Prague will announce an architectural competition for the design of Victory Square
Publisher ČTK
16.01.2018 10:30
Prague - The Prague Institute of Planning and Development (IPR) will announce an international competition for a study of the traffic and urban planning solution for Vítězné náměstí in Prague 6. The city councilors decided today to initiate this contest.
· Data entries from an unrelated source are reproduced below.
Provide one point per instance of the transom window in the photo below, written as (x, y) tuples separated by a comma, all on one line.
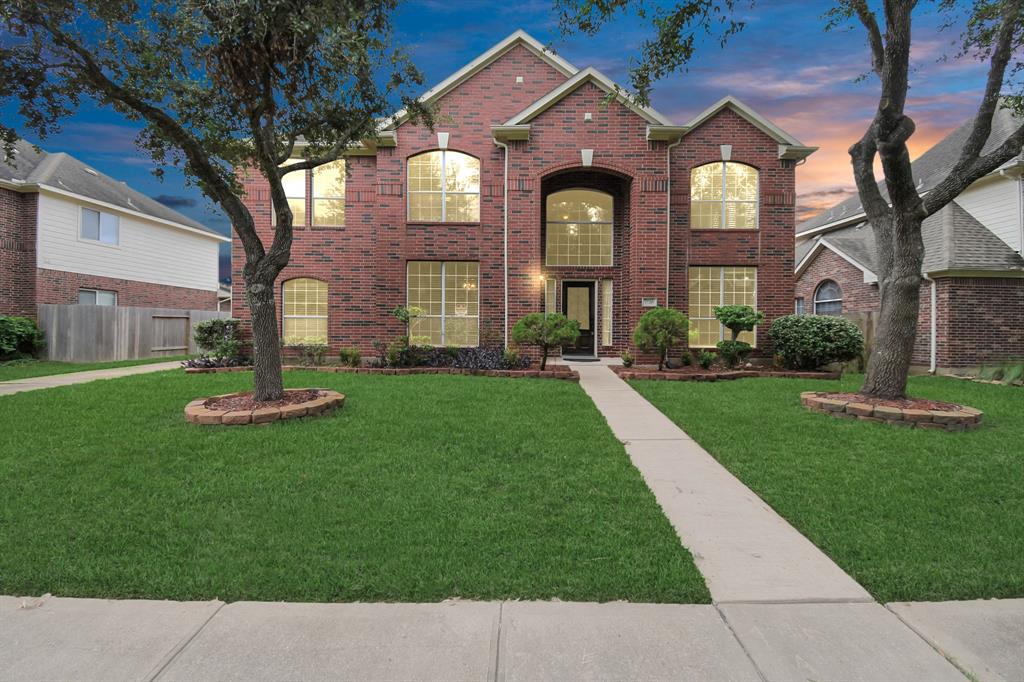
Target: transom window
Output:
[(328, 201), (827, 299), (304, 305), (96, 297), (579, 227), (724, 195), (711, 287), (443, 186), (99, 226), (448, 301)]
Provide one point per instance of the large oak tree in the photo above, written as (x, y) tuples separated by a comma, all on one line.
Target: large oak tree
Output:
[(991, 30), (280, 85)]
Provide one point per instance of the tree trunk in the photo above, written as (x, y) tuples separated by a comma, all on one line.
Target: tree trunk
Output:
[(266, 342), (899, 287)]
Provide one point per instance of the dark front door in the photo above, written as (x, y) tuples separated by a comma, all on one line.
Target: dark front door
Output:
[(578, 303)]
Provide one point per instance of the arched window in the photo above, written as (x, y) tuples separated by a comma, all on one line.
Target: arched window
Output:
[(579, 227), (443, 186), (724, 195), (304, 304), (827, 299)]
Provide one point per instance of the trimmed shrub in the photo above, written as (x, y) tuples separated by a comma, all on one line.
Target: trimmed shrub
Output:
[(350, 356), (809, 342), (546, 331), (659, 330), (19, 337)]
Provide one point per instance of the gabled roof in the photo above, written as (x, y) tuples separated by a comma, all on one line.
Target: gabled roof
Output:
[(589, 75), (953, 241), (62, 173), (929, 169), (493, 54)]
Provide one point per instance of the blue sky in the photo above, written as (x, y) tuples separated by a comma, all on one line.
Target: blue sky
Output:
[(783, 65)]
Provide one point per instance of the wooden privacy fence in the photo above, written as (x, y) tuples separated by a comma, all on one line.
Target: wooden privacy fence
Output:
[(94, 333)]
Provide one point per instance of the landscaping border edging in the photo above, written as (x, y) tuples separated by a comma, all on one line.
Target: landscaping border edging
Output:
[(197, 412), (668, 375), (949, 420), (562, 373)]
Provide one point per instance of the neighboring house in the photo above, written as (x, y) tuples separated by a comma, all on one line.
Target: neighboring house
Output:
[(72, 235), (972, 296), (535, 193)]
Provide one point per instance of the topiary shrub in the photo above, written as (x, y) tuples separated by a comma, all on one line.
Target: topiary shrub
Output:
[(809, 342), (19, 337), (659, 330), (546, 331)]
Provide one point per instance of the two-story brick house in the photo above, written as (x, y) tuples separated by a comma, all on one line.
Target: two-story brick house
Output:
[(532, 193)]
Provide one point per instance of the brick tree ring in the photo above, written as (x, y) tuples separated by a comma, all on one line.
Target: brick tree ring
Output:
[(239, 409), (916, 413)]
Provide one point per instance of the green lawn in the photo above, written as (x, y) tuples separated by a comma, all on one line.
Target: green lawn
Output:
[(31, 368), (910, 514), (422, 487)]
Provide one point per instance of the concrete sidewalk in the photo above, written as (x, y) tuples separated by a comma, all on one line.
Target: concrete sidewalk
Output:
[(36, 383), (94, 639)]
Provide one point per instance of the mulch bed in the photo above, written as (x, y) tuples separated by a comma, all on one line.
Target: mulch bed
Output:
[(248, 401), (902, 403)]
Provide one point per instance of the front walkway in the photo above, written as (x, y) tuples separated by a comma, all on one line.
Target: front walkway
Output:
[(36, 383)]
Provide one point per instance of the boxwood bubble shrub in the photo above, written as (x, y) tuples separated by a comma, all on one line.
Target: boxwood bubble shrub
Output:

The results of the competition are expected to be announced by October this year and will serve as the basis for preparing a project for the reconstruction of the square.
"The reconstruction of the square must respect the basic regulatory principles of the original plan by Professor Engel," says the proposal, referring to the interwar architect and urban planner Antonín Engel, who developed the urban planning solution for Dejvice Square in the 1920s.
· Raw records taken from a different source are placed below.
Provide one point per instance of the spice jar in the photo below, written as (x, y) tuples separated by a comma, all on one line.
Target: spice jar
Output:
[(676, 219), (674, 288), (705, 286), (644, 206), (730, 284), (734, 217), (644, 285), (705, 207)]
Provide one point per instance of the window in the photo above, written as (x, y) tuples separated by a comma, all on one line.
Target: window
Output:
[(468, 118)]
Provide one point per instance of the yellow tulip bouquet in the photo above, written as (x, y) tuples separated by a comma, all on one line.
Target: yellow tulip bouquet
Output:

According to IPR head Ondřej Boháč, the competition is to be announced this April, and the results are likely to be known in October. "Then it will be up to Prague how to proceed with it," he told ČTK.
The deputy mayor for urban development, Petra Kolínská (Greens/Trojkoalice), previously stated that the preparatory team was inspired by the transformation of Trafalgar Square in London, which is also heavily trafficked. Ultimately, the competition will only address the public spaces, and not what will be built on the undeveloped plots.
The transformation of the entire area is also connected to the plan to construct a bypass of the square, which should link Evropská and Svatovítská streets. The competition task anticipates its construction, but building is unlikely to start before 2020. The square is also not fully completed. For instance, where the controversial project Polar Bear was supposed to be built, an apartment building is expected to emerge.
Vítězné náměstí was created in 1925 and currently has several roads leading into it - Evropská, Čs. armády, Jugoslávských partyzánů, Svatovítská, and Dejvická. Throughout its history, it has had several names; among other things, from 1952 to 1990, it was called the October Revolution. Among Prague residents, it is commonly referred to as "Kulaťák."